Advance

Advance is a framework for building data transformation pipelines. Advance allows you to concisely script your data transformation process and to incrementally build and easily debug that process. Each data transformation is a step and the results of each step become the input to the next step.

The artifacts of each step are preserved in step named directories. When the results of a step are not right, just adjust the Advance script, delete the step directory with the bad data and rerun the script. Previously successful steps are skipped so the script moves quickly to the incomplete step. Similarly, when steps fail the results are preserved in directories prefixed with "tmp_". This isolates incomplete step data and ensures that the step is re-processed when the problem is resolved.

Your project utilizing Advance contains a primary ruby script that imports Advance and includes your data transformation steps, which we will call "your Advance script." Each step describes a command to be run on your data. These commands can be one of the prepackaged Advance scripts, unix commands (like split, cut, etc), or scripts/commands that you create in whatever language is convenient for you. Advance invokes these scripts one by one much like you would at the command line. Advance logs the exact command that is invoked so that you can run it yourself to check the output manually and to debug failures.

Advance steps are composed of a step processing type function, followed by a slug for the step, followed by the command or script. For example:

single :unzip_7z_raw_data_file, "7z x {previous_file}"
single :split_files, "split -l 10000 -a 3 {previous_file} gps_data_"
multi :add_local_time, "cat {file_path} | add_local_time.rb timestamp local_time US/Pacific > {file}"
# ...

The step processing functions are single and multi. Single applies the command to the last output, which should be a single file. Multi speeds processing of multiple files by doing work in parallel (via the TeamEffort gem).

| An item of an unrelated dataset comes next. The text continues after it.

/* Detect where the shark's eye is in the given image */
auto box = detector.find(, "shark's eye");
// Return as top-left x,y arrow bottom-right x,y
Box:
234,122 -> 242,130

Advance: To help the progress of (something); to further.

Installation

Advance is meant to augment a standalone ruby script. The advance gem needs to be available to your instance of ruby. Here are 2 techniques to make Advance available to your script:

  • simply install the gem:

    $ gem install advance

  • install bundler, and add Advance to your Gemfile:

source "https://rubygems.org"

gem "advance"
# other gems...

Usage

You will likely need multiple supporting scripts. Ideally you will create your Advance script and your supporting scripts in a single directory.

Creating your Advance script is an incremental process. Start with a single step, run the script and check the results. When the output is as you expect, add the next step. After you add a step to your script you can simply rerun the script. Previously successful steps are skipped and your script moves on to the first incomplete step.

When the results are not what you expect, just delete the step directory with the bad data, adjust your step, and rerun. Advance will rerun that step and all subsequent steps.

Steps have 3 components:

  • a step processing type (single or multi)
  • a descriptive slug describing the step (as a ruby symbol)
  • the command that transforms the data

Advance adds the bin dir of the Advance gem to PATH, so that you can invoke the supporting advance scripts in your pipeline without specifying the full path of the script. Advance also adds the path of your Advance script to PATH so that you can invoke scripts in the same directory as your main script without specifying the full path of the script. Of course, you can invoke any script if the path to the script is fully specified or the path is already on PATH.

Specifying Script Input and Output

Since your command is transforming data, you need a way to specify the input file or directory and the output file name. Advance provides a few tokens that can be inserted in the command string for this purpose:

  • {input_file} indicates the output file from the previous. It is also used to indicate the first file to be used and it finds that file in the current working dir.
  • {file_name} indicates an output file name, which is the basename from {input_file}. Commands often process multiple files from previous steps, generating multiple output files. Those output files are placed in the step directory.
  • {file_name_without_extension} is, well, file_name with the extension removed. This is useful when you are transforming a file from one type (with an extension) to another type, with a new extension.
  • {input_dir} indicates the directory of the previous step.

Example Script

#!/usr/bin/env ruby

require "advance"
include Advance

ensure_bin_on_path # ensures the directory for this script is on
                   # the path so that related scripts can be referenced
                   # without paths

single :unzip_7z_raw_data_file, "7z x {previous_file}" # uses 7z to inflate a file in the current dir
single :split_files, "split -l 10000 -a 3 {previous_file} gps_data_" # split the file
multi :add_local_time, "cat {file_path} | add_local_time.rb timestamp local_time US/Pacific > {file}" # adds a local_time column to a csv

Running Your Script

When running your pipeline, it is helpful to have a directory with the single, initial file.

  1. Move to your data directory with your single initial file.
  2. invoke your script from there.

Contributing

We ♥️ contributions!

Found a bug? Ideally submit a pull request. And if that's not possible, make a bug report.

Did you create a data transformation script? Please consider adding it to the script collection in Advance by submitting a pull request.

Do you find the Advance documentation lacking? Please help us improve it.

Can you translate the Advance documentation to your language?

Bug reports and pull requests are welcome on GitHub at https://github.com/doctorjane/advance.

License

The gem is available as open source under the terms of the MIT License.